Question: "What can we learn from God redeeming Israel from the house of bondage (Deuteronomy 13:5)?"

Answer: The term house of bondage (NKJV) or house of slavery (NIV) is used often in the Old Testament to refer to Israel’s time of slavery in Egypt at the hand of Pharoah (Exodus 20:2; Jeremiah 34:13; Micah 6:4). When we explore passages about God redeeming Israel from the house of bondage, a few key points about the nature of God and His love for His people jump out: “Because the LORD loves you, and because He would keep the oath which He swore to your fathers, the LORD has brought you out with a mighty hand, and redeemed you from the house of bondage, from the hand of Pharaoh king of Egypt” (Deuteronomy 7:8).

In Deuteronomy 7, Israel is on the brink of entering the Promised Land. Moses explains that God’s people are meant to be “a people holy to the LORD your God. The LORD your God has chosen you out of all the peoples on the face of the earth to be his people, his treasured possession” (Deuteronomy 7:6). God did not choose Israel because they were mighty in numbers (Deuteronomy 7:7), but simply because He loved them. His decision was not based on any quality or distinction of the people but entirely on His own will.

The same is true in our relationship with God, which is not dependent on what we do or deserve, but on God’s love and grace alone: “For he chose us in him before the creation of the world to be holy and blameless in his sight. In love he predestined us for adoption to sonship through Jesus Christ, in accordance with his pleasure and will—to the praise of his glorious grace, which he has freely given us in the One he loves” (Ephesians 1:4–6; see also Ephesians 2:8).

God’s nature is love (1 John 4:7–21).
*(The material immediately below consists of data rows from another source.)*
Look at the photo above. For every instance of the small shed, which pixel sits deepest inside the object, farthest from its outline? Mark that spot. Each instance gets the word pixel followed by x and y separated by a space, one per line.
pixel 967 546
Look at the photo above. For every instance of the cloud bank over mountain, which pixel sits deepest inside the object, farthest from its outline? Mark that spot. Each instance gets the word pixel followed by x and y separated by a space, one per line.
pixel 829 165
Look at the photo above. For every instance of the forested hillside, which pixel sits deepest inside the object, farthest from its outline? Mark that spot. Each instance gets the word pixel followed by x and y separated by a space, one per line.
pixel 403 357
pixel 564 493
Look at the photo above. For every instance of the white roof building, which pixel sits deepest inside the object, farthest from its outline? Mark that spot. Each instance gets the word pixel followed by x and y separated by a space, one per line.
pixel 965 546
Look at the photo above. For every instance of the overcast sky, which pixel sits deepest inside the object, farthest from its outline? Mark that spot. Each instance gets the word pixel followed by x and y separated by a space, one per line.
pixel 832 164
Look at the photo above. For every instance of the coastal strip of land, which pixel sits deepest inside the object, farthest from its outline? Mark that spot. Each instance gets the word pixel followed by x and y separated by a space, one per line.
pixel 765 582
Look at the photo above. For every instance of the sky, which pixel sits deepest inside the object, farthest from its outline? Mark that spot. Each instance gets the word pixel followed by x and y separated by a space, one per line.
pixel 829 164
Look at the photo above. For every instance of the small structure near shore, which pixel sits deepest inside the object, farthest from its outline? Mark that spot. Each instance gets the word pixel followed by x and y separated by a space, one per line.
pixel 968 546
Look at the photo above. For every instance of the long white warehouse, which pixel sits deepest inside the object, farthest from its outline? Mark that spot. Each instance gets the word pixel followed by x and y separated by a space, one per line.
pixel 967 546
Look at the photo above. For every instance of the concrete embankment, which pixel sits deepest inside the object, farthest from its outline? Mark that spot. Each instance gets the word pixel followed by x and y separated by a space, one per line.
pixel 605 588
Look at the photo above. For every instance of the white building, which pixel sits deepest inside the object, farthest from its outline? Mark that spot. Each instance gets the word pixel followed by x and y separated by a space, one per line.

God set His love on Israel, and because He loved them, He delivered them out of Egypt, redeeming them from a life of slavery “with a mighty hand” (Deuteronomy 26:8). When God saves us, He powerfully delivers us from a life of bondage to sin (Romans 6:6, 18; John 8:36).

God wants us to remember that, although we were once slaves to sin, He has set us free: “Beware, lest you forget the LORD who brought you out of the land of Egypt, from the house of bondage” (Deuteronomy 6:12, NKJV). Israel was not to forget that the Lord had redeemed them, and neither should we. We are now free, but that freedom came at a high price—the sacrifice of Christ’s life on the cross (Mark 10:45).

Just as the blood of the first Passover lamb saved Israel from the Destroyer (Exodus 12:12–13), Jesus Christ became our consummate Passover Lamb: “For you know that it was not with perishable things such as silver or gold that you were redeemed from the empty way of life handed down to you from your ancestors, but with the precious blood of Christ, a lamb without blemish or defect” (1 Peter 1:18–19; see also 1 Corinthians 5:7).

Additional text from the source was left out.